Import/merge keys.This adds the given keys to the keyring. The fast version does notbuild the trustdb; this can be done at any time with the command--update-trustdb.

There are a few other options which control how this command works.Most notable here is the --merge-only options which does not insertnew keys but does only the merging of new signatures, user-IDs andsubkeys.

--recv-keys key IDs

Import the keys with the given key IDs froma HKP keyserver. Option --keyserver must be used to give the name ofthis keyserver.


List the assigned ownertrust values in ASCIIformat for backup purposes

--import-ownertrust [ files ]

Update the trustdb with theownertrust values stored in files (or stdin if not given); existingvalues will be overwritten.

Gpg4win Command Line Generate Key Codes

--print-md algo [ files ]

Print message digest of algorithm ALGOfor all given files of stdin. If '*' is used for the algorithm,digests for all available algorithms are printed.

--gen-random 0 1 2 [ count ]

Emit COUNT random bytes of thegiven quality level. If count is not given or zero, an endlesssequence of random bytes will be emitted. PLEASE, don't use thiscommand unless you know what you are doing, it may remove preciousentropy from the system!

--gen-prime modebits [ qbits ]

Use the source, Luke :-). Theoutput format is still subject to change.


Print version information along with a list of supportedalgorithms.


Print warranty information.

-h, --help

Print usage information. This is a really long listeven it does list not all options.


Long options can be put in an options file (default '~/.gnupg/options').Do not write the 2 dashes, but simply the name of the option and anyrequired arguments. Lines with a hash as the first non-white-spacecharacter are ignored. Commands may be put in this file too, but thatdoes not make sense.

gpg recognizes these options:

-a, --armor

Create ASCII armored output.

-o, --output file

Write output to file.

-u, --local-user name

Use name as the user ID to sign. Thisoption is silently ignored for the list commands, so that it can beused in an options file.

--default-key name

Use name as default user ID for signatures.If this is not used the default user ID is the first user ID found inthe secret keyring.

-r, --recipient name,

Encrypt for user id name. If thisoption is not specified, GnuPG asks for the user-id unless--default-recipient is given

--default-recipient name

Use name as default recipient ifoption --recipient is not used and don't ask if this is a valid one.name must be a non empty.


Use the default key as default recipientif option --recipient is not used and don't ask if this is a validone. The default key is the first one from the secret keyring or theone set with --default-key.


Reset --default-recipient and--default-recipient-self.

--encrypt-to name

Same as --recipient but this one is intendedfor in the options file and may be used together with an own user-idas an 'encrypt-to-self'. These keys are only used when there areother recipients given either by use of --recipient or by the askeduser id. No trust checking is performed for these user ids and evendisabled keys can be used.
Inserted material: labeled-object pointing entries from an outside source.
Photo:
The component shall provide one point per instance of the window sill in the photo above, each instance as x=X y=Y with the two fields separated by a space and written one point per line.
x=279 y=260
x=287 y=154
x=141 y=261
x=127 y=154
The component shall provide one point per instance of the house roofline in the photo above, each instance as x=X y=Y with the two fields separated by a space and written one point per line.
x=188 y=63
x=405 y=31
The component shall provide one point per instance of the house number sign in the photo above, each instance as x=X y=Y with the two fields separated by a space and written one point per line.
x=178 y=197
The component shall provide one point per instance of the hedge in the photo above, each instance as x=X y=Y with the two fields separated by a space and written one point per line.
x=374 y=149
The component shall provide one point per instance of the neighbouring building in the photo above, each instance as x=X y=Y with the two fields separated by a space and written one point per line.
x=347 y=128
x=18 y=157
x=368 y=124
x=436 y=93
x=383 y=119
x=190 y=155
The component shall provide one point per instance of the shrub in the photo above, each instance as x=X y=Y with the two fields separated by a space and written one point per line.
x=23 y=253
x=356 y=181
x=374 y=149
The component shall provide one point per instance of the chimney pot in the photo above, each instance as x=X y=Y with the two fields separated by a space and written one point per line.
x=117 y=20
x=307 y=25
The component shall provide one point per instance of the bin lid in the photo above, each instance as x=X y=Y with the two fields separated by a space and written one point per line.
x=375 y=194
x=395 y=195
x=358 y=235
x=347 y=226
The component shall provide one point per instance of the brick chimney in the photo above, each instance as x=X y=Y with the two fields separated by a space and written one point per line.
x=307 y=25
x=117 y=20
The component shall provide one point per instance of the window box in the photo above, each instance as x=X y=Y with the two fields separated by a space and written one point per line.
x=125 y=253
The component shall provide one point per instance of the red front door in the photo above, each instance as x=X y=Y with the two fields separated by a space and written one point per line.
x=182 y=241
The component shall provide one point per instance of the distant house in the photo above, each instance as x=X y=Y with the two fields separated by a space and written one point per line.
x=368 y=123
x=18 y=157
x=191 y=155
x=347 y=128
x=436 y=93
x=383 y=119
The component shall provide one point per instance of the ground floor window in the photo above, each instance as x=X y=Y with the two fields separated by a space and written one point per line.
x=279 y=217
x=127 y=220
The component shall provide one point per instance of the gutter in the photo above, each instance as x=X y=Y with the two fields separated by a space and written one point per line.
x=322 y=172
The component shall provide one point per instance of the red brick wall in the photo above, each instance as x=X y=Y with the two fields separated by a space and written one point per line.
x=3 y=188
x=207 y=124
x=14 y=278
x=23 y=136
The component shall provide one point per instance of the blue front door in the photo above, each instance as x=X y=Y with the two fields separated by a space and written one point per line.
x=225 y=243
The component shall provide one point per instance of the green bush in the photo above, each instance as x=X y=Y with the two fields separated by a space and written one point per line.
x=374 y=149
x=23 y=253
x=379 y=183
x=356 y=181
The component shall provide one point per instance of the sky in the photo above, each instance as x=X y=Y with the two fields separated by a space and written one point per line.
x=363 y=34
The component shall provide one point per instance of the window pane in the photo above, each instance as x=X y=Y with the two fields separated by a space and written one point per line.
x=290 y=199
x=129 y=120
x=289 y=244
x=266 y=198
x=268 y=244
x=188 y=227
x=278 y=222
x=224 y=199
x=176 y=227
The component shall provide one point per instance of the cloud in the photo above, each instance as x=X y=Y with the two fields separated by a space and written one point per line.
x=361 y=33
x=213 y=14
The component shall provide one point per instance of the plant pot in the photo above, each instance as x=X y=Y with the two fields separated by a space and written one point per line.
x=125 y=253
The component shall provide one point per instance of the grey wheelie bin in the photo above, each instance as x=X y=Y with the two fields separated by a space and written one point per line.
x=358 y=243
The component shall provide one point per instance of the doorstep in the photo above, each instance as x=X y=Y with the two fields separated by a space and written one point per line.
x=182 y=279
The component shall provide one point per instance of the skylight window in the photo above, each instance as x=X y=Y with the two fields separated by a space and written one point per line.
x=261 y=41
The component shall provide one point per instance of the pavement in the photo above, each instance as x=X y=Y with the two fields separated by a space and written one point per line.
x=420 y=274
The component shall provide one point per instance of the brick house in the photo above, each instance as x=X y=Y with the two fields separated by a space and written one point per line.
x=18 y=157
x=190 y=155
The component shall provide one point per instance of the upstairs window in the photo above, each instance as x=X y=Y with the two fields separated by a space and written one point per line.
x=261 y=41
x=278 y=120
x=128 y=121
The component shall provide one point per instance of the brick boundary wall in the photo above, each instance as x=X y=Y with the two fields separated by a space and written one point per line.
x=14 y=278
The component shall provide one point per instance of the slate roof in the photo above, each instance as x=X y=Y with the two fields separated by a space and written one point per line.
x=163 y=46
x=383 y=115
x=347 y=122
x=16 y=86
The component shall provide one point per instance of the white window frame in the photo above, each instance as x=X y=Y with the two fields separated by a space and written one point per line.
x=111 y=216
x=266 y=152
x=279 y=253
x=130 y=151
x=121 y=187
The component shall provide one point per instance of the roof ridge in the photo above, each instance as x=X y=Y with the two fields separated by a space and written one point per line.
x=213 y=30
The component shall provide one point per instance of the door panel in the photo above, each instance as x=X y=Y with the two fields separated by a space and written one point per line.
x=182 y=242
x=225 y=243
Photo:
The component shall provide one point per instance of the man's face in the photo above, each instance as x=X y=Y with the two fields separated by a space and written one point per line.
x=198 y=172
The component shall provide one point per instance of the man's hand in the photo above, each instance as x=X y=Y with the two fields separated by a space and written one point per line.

Disable the use of all --encrypt-to keys.

-v, --verbose

Give more information during processing. If usedtwice, the input data is listed in detail.

-q, --quiet

Try to be as quiet as possible.

Gpg4win Command Line Generate Key Code

-z n

Set compression level to n. A value of 0 for n disablescompression. Default is to use the default compression level of zlib(normally 6).

-t, --textmode

Use canonical text mode. If -t (but not --textmode)is used together with armoring and signing, this enables clearsignedmessages. This kludge is needed for PGP compatibility; normally youwould use --sign or --clearsign to selected the type of thesignature.

-n, --dry-run

Don't make any changes (this is not completelyimplemented).

-i, --interactive

Prompt before overwriting any files.


Use batch mode. Never ask, do not allow interactivecommands.


Make sure that the TTY (terminal) is never used for anyoutput. This option is needed in some cases because GnuPG sometimesprints warnings to the TTY if if --batch is used.


Disable batch mode. This may be of use if --batch isenabled from an options file.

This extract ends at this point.